2022 was the year a lot of things and even people jumped the shark for me. I was participating and going with the flow of everything, but in my mind and heart I was feeling like things were really going off the rails on the other side of Trumpism.
Hollywood and the Oscars definitely was the first to jump the shark with me after the Big Slap. I could not believe we could not all agree the Big Slap was not good at all, regardless of what led to the slap. I realized a few days after that happened that Hollywood is in a bad spot these days and has not known what to do with itself since Weinstein went to jail.
Also, 2022 was the year I was waiting for Biden to announce he was not going to run again. 🙄
It was really hard for me to pick a side on the Johnny Depp and Amber Heard trial. I wasn't going to go that hole of the "believe all women" with Heard because there was a trial, Depp is the one that wanted the trial, and Depp deserved to tell his side of what was going on in the relationship. Also, I felt it should not have been televised or had so much access for the public to see it all. After that trial ended, I walked away from it feeling like both are crazy, it was toxic relationship with two people with huge egos and personalities that never should have gotten married.
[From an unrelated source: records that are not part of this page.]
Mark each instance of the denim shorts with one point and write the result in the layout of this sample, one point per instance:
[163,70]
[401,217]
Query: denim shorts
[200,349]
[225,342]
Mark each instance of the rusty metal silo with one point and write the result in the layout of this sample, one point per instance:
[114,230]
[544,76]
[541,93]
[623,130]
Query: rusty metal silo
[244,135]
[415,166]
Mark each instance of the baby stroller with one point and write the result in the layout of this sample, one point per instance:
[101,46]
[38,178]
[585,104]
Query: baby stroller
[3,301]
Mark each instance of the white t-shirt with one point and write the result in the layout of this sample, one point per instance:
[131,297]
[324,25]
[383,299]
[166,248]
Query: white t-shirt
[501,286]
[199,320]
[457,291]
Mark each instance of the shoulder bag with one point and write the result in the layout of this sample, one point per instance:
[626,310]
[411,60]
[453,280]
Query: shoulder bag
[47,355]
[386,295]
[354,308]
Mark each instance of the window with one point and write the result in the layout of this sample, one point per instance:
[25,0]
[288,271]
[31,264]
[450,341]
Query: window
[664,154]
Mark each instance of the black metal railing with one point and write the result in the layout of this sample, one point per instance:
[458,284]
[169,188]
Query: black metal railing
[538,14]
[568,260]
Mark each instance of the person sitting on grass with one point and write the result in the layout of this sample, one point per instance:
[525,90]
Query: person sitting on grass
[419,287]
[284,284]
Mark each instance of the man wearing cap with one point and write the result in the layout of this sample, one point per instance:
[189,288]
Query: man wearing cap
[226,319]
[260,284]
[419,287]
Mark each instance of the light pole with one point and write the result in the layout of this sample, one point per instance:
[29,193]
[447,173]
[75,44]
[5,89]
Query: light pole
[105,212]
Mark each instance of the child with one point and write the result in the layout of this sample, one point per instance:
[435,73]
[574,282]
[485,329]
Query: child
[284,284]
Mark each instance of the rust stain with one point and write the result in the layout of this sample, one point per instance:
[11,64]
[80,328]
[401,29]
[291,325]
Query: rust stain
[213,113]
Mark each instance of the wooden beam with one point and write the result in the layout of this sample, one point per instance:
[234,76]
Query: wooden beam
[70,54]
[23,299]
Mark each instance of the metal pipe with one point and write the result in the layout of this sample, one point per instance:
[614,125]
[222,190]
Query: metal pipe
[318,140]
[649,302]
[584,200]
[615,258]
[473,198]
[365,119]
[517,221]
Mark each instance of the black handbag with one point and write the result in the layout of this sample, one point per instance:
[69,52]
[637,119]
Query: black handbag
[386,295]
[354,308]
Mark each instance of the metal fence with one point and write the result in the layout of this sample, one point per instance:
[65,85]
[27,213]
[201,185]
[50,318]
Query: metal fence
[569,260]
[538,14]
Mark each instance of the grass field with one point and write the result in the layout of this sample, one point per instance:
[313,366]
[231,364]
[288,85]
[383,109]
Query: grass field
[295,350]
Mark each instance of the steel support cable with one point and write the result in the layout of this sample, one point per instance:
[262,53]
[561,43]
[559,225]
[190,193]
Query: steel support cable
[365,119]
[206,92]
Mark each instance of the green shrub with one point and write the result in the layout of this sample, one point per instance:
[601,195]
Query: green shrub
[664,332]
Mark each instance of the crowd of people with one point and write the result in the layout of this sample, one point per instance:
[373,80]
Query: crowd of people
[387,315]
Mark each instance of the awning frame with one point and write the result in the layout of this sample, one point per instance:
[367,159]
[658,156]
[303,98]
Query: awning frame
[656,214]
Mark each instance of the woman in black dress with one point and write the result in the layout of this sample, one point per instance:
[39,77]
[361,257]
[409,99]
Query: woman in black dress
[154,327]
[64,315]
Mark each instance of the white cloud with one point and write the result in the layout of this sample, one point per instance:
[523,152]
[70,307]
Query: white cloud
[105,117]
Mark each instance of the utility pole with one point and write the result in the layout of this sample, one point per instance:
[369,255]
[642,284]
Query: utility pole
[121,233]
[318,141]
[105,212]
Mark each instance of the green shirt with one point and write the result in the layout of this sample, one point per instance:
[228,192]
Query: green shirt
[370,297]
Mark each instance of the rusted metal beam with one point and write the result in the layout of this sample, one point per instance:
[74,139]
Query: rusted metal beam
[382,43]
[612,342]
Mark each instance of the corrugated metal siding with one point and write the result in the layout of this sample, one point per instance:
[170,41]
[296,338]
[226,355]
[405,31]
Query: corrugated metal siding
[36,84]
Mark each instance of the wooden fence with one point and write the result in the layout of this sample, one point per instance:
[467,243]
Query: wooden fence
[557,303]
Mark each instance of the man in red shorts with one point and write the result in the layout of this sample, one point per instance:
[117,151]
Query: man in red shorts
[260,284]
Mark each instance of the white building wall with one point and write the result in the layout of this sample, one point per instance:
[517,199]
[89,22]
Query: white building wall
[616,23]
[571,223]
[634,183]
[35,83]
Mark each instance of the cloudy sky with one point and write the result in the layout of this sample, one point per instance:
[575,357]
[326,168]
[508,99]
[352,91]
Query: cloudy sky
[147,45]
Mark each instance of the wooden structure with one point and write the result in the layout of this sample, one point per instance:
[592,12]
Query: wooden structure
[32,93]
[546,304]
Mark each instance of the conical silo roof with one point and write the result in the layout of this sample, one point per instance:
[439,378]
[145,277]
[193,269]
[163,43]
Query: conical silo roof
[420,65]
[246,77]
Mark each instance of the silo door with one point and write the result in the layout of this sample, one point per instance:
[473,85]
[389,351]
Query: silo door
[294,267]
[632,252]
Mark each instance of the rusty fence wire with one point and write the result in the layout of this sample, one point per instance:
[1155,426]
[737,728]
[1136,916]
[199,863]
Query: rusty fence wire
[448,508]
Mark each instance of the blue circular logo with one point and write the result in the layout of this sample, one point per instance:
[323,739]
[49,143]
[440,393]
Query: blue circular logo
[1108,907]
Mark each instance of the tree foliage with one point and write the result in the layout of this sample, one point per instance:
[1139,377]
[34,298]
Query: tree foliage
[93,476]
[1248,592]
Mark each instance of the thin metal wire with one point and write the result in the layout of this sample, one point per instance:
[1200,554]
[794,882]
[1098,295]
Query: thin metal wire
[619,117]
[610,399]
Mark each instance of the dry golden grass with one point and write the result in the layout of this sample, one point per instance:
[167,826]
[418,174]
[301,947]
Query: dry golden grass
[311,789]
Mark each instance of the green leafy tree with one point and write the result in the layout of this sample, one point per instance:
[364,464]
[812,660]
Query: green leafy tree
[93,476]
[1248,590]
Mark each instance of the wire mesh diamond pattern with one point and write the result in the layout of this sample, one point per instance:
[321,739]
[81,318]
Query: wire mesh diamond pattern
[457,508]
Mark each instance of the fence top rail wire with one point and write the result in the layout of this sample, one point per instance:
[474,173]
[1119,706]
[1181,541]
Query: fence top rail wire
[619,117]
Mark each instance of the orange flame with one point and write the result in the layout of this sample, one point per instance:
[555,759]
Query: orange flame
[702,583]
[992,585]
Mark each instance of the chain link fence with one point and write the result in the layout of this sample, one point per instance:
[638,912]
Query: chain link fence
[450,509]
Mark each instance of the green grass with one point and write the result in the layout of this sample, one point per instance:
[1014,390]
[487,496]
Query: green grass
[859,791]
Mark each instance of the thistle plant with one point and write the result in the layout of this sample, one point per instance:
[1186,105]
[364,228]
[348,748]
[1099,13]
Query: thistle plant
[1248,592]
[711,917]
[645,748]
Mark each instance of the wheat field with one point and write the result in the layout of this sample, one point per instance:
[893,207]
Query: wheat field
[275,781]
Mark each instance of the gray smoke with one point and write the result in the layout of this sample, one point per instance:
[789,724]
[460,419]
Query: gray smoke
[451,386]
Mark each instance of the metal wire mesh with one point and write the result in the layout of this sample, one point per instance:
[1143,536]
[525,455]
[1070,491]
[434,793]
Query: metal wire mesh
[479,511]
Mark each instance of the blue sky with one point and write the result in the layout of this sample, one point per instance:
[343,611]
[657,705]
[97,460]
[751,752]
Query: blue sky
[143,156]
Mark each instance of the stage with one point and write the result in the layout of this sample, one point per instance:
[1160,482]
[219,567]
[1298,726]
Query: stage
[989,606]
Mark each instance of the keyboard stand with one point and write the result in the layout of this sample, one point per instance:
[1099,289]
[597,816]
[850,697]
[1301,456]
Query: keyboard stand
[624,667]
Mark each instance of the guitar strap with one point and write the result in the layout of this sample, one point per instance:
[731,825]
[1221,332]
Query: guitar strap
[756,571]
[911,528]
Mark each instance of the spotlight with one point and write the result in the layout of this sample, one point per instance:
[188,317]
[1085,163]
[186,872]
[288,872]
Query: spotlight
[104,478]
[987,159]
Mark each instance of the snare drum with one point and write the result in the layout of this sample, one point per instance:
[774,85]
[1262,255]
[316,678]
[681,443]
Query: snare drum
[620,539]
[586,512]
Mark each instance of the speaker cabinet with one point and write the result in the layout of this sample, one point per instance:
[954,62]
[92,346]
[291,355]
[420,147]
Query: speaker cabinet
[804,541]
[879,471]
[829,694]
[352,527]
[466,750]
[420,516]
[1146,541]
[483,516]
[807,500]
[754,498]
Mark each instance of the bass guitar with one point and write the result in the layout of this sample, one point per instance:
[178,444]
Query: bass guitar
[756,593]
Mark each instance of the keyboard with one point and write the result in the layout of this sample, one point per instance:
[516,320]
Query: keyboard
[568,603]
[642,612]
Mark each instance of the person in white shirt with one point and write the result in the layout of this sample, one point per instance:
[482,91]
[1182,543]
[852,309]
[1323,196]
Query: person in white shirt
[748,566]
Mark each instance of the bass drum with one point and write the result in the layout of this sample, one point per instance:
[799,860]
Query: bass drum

The Big Slap and the public reaction reminds me of the murder of the United Healthcare CEO and the public being so blase and even supportive. No. Nope. No. I have blue whale sized feelings about the state of health insurance and how terrible it is. Working remotely for a 2 person organization has unexpectedly radicalized me towards Medicare for All. And still the murder of the CEO was a horrific tragedy.
I watched Johnny Depp going back in the 21 Jump Street Days.
Johnny Depp was one of those actors that got hot really fast, stayed hot, and no one told him no or gave him much guidance as he aged. Hollywood just fed his ego for years.
What gave me pause about the Amber Heard and Johnny Depp trial was Depp was the one that was defending himself and he's the one that wanted the trial. I have no doubt that Depp knew that Heard's lawyers were going to throw red meat about him, but he went through it anyway and took that risk. I don't know what really happened behind closed doors. I just know after paying attention to the trial and watching the documentaries about it, I felt both have serious issues to work out for themselves, and it is best they are apart.
Beth, I found your comment about protest signs very interesting. I've been to countless protests (literally no idea how many) and I've never once made a sign. Partly I'm lazy and partly I just don't see the need. Putting my body in the street is the action and most other people at protests don't have signs either--that's just the optics that get shown. Anyway, of the signs I have seen around me, some have been hilarious and some have made excellent points, but most are just dumb and run a real risk of alienating people that should also be protesting because they are just as affected by what's happening as anyone.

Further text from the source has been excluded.